A Journey Through our Neo-Natal Intensive Care Unit
“A person’s a person, no matter how small” – Dr Seuss
By Dr T Naidoo
Prematurity is defined as an infant who is born before the 38 weeks of completed gestational age. This accounts for as many as 1 in 7 babies born in South Africa, 80% of whom may be born between 32 and 37 completed weeks. Theses infants may also have a low birth weight, which in medical terms is defined as less than 2500g. Micro-prematurity or extremely low birth weight is less than 1000g.

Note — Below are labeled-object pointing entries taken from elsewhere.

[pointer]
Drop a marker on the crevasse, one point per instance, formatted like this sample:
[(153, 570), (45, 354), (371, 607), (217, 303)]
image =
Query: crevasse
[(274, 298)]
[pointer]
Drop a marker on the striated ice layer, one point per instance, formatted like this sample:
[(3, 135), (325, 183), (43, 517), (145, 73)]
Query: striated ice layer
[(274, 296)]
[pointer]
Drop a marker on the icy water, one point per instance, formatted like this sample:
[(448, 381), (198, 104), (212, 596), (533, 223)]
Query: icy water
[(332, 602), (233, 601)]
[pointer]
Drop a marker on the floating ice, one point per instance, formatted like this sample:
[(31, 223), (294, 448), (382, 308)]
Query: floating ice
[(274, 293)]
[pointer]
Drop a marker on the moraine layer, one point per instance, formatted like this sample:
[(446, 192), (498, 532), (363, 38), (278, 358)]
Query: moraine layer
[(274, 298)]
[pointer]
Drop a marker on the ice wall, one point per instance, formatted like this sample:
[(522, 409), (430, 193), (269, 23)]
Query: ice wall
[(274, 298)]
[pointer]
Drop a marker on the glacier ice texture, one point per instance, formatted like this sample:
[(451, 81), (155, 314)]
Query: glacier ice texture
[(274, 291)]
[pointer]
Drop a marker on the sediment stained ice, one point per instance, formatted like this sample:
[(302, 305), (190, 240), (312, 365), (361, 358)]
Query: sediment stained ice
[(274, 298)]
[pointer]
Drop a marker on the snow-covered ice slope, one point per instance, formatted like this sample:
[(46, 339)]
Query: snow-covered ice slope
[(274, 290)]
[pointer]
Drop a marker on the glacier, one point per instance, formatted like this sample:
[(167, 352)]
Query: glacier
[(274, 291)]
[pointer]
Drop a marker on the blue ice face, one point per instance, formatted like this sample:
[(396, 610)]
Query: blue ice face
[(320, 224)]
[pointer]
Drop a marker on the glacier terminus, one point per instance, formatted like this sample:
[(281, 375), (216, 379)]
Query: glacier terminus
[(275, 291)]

However, despite being premature and though it may be hard to imagine, many of these tiny babies do come into this world with a lusty cry and are perfectly, if not fully, developed to survive. They will have varying degrees of challenges, especially with the functioning of their organs, but with the coordinated efforts of maternity and neonatal intensive care teams, many of the premature babies are expertly taken care of and will eventually leave hospital as NICU (Neo-natal Intensive Care Unit) graduates with minimal problems.

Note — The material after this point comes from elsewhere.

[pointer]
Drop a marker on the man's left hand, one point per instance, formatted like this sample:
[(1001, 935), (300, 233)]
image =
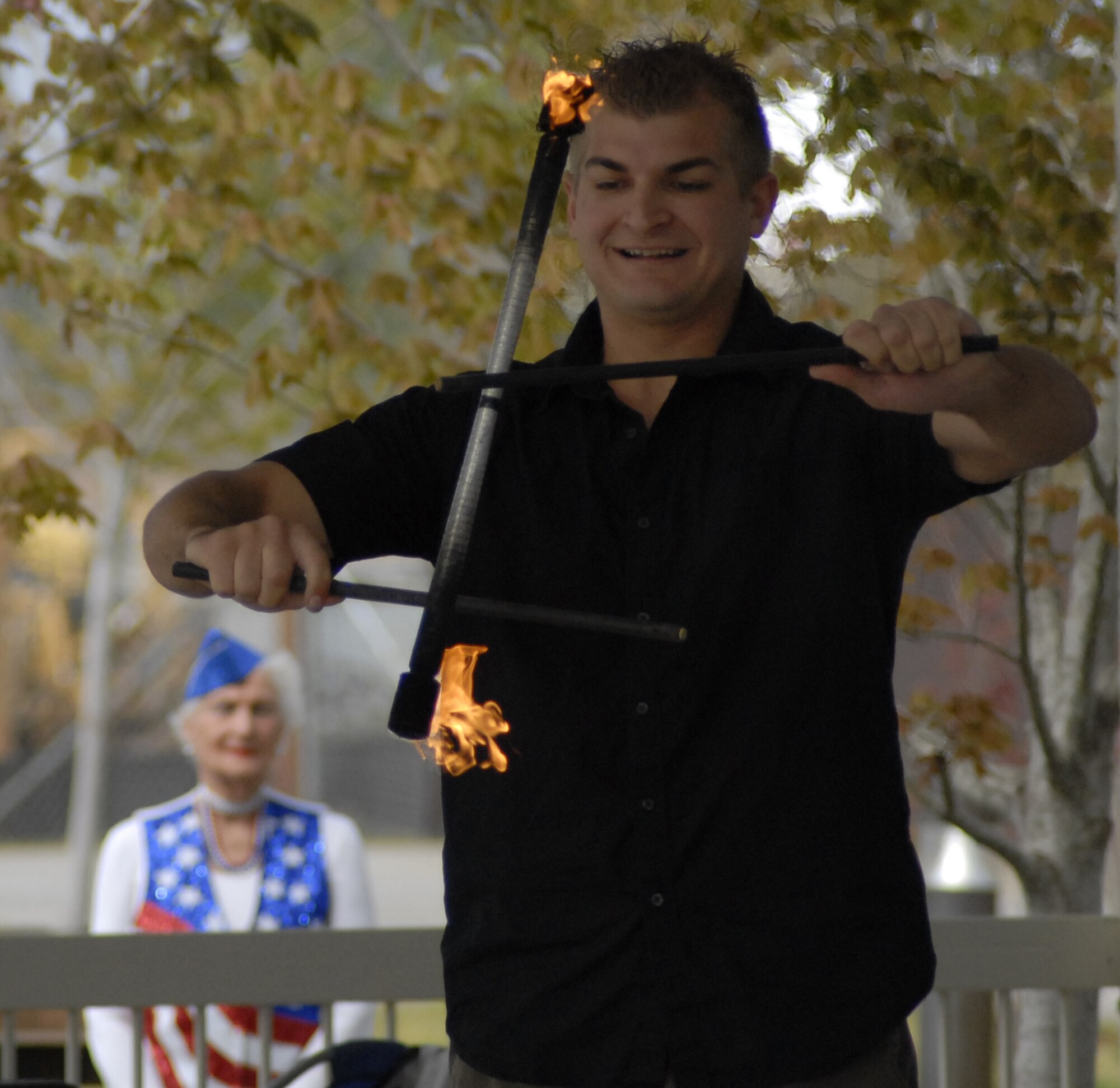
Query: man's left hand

It is crucial for the attending obstetrician and paediatrician to communicate and plan for the delivery of a premature baby as they need to work together quickly and calmly to ensure a safe and supported birth. In many cases, due to either high-risk pregnancy states such as pre-eclampsia or emergencies like placentae abruptio, premature babies will surprise parents with their unexpected arrivals leaving them anxious as they start having to navigate the frenetic world of an NICU.
As a specialist paediatrician with a penchant for working with our premmies, I also have the unique perspective of having seen the NICU from both sides, as both a mom of a 34 week little boy and an attending doctor. Whilst not only dealing with physical and hormonal changes of delivery, a new mom now also needs to come to terms with the realities of her premature baby’s health challenges and an admission to NICU.
As a new parent these are just a few of the challenges that a family will experience in NICU:
- Physical appearance – Depending on the gestational age, premature babies are not the picture of a typical robust and cuddly baby that you may have pictured. They are smaller and their skin is redder and thinner. An abundance of fine body hair (lanugo) is also present.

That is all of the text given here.